The Fictional Obama

Barack Obama is so famous he has transcended reality, and become a fictional character. Obama makes an appearance in Telegraph Avenue, the latest novel by Michael Chabon, who won the Pulitzer Prize for The Amazing Adventures of Kavalier and Clay.

The book takes place in Oakland, Calif., in the now-distant summer of 2004. Obama, still an Illinois state senator, but a national figure thanks to his keynote address at the Democratic National Convention, has been dispatched to California to speak at $1,000-a-head fundraiser for John Kerry. There, he bonds with Gwen Starks, one of the few black women in the crowd, over a pick-up band’s cover of Stevie Wonder’s “Higher Ground.”

The fictional Obama infers (or says he infers) that the woman’s husband is playing bass, and that someone close to him has died recently.

“I gathered that, something about a man named Jones.”

“Yeah, yes, he was supposed to be here, he played the organ. It’s Cochise Jones.”

“Cochise Jones, okay.”

Perhaps the name registered, a shallow footprint tracked in the sand of the senator’s memory. But the print might as easily have been left by Elgin or Philly Joe.

“He was supposed to be here, to play. It just happened, he passed this afternoon.”

“I am so sorry to hear that.”

"He was like a father to my husband.”

Somehow, easily, the band morphed into a cover of Bad Medicine’s “Trespasser.”

“Thank you for telling me that,” Obama said. “You know, I could hear it in his playing. Something grieving. But I didn’t know what it was.”

All politicians have tricks for bonding with voters, but this passage gives the inner-directed Obama more credit for emotional intelligence than he deserves – but not more than a Berkeley litterateur like Chabon would like to imagine he possesses.
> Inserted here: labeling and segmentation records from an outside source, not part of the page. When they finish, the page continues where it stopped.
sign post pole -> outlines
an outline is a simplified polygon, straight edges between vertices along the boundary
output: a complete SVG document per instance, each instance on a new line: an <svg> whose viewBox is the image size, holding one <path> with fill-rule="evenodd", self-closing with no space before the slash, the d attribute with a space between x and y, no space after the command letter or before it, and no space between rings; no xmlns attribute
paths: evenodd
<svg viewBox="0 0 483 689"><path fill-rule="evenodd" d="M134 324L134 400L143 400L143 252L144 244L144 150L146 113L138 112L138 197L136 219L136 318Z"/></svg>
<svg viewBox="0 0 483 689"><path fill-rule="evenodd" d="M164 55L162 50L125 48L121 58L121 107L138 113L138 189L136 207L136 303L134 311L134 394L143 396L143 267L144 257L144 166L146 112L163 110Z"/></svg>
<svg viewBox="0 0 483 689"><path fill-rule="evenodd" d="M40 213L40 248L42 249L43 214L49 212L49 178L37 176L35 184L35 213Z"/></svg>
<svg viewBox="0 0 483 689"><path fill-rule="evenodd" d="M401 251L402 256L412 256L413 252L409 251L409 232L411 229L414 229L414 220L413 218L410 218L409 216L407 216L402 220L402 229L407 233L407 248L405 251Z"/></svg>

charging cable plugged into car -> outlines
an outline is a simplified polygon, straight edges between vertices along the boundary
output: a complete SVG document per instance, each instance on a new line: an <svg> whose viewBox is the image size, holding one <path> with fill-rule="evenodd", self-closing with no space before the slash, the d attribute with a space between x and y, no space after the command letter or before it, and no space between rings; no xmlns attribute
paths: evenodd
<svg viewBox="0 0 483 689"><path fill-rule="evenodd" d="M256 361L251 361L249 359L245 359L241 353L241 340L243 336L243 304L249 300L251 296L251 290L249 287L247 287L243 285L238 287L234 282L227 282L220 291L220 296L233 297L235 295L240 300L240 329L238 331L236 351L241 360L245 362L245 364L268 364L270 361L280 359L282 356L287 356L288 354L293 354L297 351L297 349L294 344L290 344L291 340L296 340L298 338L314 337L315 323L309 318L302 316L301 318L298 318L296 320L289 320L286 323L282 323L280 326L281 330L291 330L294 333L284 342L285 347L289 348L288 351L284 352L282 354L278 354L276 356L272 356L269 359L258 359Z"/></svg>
It’s also hard to imagine an ambitious politician pausing for three pages of soulful talk when there’s money to be raised. All fictional characters are reflections of their authors. And Obama, more than most politicians, is a reflection of his followers’ hopes. The fictional Obama will always be better, kinder, smarter and more empathetic than the real thing.

Obama is a big Stevie Wonder fan, though. In fact, he and Michelle talked about their love of Stevie’s music on their first date. So Chabon got that right.